If there is one place in the world that could be associated with secret and hide, that’s the Vatican City.
Probably there are hundreds of secrets hidden into the world smallest country walls but we heard about these 7 Vatican City secrets…
• Vatican City Secret Archives: The Vatican City Secrets Archives owes much of its fame to that “secretum” (called fact Archivium Secretum Vaticanum) that actually in Medieval Latin means “personal”, not “secret”. It was born as a personal archive of the pope. Today it contains over a thousand years of documents in eighty kilometers of shelving. The first pope to allow visitors to come in was Pope Leo XIII in 1881. Visitors now are free to examine the correspondences of every pope for the past 1,000 years, although there is one catch: Guests have to know exactly what they’re looking for. With 52 miles of shelves in the archives, the librarians prohibit browsing.
• Inaccessible chapel: For a long time this was the best kept of Vatican City Secrets. This Chapel remained accessible only to the Popes and a few other privileged. It is the Holy of Holies in the Lateran Palace in San Giovanni in Rome. Only the Pope can celebrate mass. The Latin inscription (non est in toto sanctior orbelocus) means “does not exist in the world most holy place.” Today you can see through a grate on top of the Scala Santa. Reflects the spirit of the Holy of Holies in the Temple in Jerusalem that was destroyed in 70 AD, where he could access only the high priest.

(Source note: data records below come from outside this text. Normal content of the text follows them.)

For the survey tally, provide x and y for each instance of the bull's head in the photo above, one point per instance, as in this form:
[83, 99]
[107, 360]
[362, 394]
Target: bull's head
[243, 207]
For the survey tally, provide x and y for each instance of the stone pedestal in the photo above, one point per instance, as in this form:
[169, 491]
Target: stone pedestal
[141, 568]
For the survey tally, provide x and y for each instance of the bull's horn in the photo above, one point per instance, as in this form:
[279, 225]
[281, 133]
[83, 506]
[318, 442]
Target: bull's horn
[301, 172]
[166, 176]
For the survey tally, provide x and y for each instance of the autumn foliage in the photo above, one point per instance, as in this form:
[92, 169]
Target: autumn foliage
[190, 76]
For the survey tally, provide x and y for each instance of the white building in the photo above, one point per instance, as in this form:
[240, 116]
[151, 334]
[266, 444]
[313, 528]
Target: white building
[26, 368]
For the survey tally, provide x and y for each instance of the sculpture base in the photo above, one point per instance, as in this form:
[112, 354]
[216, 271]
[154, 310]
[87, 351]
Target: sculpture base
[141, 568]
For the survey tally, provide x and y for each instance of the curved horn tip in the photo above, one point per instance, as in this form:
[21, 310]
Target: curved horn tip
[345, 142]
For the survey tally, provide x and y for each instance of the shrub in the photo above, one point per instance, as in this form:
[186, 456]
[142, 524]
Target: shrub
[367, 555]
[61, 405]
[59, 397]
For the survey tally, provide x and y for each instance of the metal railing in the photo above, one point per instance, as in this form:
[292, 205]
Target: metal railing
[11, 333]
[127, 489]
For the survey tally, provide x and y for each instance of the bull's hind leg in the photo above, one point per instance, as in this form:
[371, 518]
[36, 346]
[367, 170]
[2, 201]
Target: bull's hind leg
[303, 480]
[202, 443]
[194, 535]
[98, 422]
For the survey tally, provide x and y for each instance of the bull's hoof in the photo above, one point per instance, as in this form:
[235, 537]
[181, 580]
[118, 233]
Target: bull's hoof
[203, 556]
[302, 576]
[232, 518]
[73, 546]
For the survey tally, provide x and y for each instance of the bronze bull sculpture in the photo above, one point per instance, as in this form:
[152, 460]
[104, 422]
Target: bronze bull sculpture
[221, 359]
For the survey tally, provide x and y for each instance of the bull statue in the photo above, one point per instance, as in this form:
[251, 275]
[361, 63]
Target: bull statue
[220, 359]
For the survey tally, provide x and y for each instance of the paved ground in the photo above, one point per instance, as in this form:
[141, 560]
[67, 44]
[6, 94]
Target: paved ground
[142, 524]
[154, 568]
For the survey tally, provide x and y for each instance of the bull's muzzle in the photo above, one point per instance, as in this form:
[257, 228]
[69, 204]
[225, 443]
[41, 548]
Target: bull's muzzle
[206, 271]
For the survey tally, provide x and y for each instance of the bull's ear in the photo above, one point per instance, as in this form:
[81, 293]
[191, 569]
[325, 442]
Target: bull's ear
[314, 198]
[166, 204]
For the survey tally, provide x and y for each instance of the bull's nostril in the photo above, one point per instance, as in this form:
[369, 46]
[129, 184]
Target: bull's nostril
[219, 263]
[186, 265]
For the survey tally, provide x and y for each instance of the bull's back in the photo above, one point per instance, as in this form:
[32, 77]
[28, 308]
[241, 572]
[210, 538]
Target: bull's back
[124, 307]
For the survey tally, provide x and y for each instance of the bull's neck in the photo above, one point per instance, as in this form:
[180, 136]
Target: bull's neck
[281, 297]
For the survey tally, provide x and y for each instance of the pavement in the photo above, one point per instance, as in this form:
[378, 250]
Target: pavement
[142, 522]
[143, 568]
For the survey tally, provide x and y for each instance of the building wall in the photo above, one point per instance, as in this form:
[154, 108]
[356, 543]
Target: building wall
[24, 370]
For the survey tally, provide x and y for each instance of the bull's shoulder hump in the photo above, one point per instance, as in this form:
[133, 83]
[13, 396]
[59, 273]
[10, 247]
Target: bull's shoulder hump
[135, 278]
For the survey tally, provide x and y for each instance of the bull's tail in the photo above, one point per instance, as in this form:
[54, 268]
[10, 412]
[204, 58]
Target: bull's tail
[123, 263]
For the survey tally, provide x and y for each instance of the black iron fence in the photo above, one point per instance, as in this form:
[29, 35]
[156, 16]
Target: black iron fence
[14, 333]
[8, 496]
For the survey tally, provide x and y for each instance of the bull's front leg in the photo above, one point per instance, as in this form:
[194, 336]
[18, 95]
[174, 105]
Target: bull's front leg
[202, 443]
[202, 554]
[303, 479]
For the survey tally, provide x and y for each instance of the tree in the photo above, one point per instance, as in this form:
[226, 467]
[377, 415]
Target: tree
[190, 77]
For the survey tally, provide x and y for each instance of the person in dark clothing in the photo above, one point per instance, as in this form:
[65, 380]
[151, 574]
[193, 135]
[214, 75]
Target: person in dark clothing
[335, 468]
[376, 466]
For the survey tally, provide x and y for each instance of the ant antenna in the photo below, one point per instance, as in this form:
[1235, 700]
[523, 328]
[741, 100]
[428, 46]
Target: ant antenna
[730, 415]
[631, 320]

• Secret passage: The “Passetto di Borgo” is about 800 meters long and had a protected and secret walkway that the Pope could use to take refuge in Castel Sant’Angelo. It was Pope Nicholas III in 1277 to give that use to the walls built by Leo IV. In May 1527 during the sack of Rome, Pope Clement VI used it, getting out of a blow to the mercenaries who pursued him. This ‘romance’ passage has given rise to myths and legends. The american writer Dan Brown have set there a scene from his other best seller Angels and Demons.
• Satanic rituals in the Paolina Chapel: The Pauline Chapel is the Pope’s private chapel, located within a short distance from his private rooms. For this reason it is not open to the public, unlike the nearby and famous Sistine Chapel. It is this secrecy has generated some conspiracy theories. According to an improbable theory, based on the statements – without evidence – released by Malachi Martin, an Irish Catholic priest before he died, in the early sixties was celebrated in the chapel a satanic ritual.
• Opus Dei headquarters: Villa Tevere in Rome is the headquarters of Opus Dei. The Catholic organization was founded in Spain in 1928. It is dedicated to the devotion and helps members to seek holiness. The strong self-discipline and some aspects of privacy have made it the star of many plots and conspiracy theories, also in the fiction, such as in the Da Vinci Code, the famous best seller of Dan Brown.
• Order of Malta headquarters: The Order of Malta is one of the older religious orders and therefore involved in several historical cases become famous. The Magistral Palace, the world headquarters of the order, is in Via dei Condotti, one of the most centric and famous shopping streets in Rome.
• Withdraw cash: The Vatican Bank is the only bank in the world that allows ATM users to select Latin to perform transactions. That’s just one symbol of the Holy See’s continued devotion to the language. Pope Benedict XVI has been particularly passionate about reviving the language and purportedly holds many informal conversations in Latin. (Pope John Paul II generally spoke Polish.)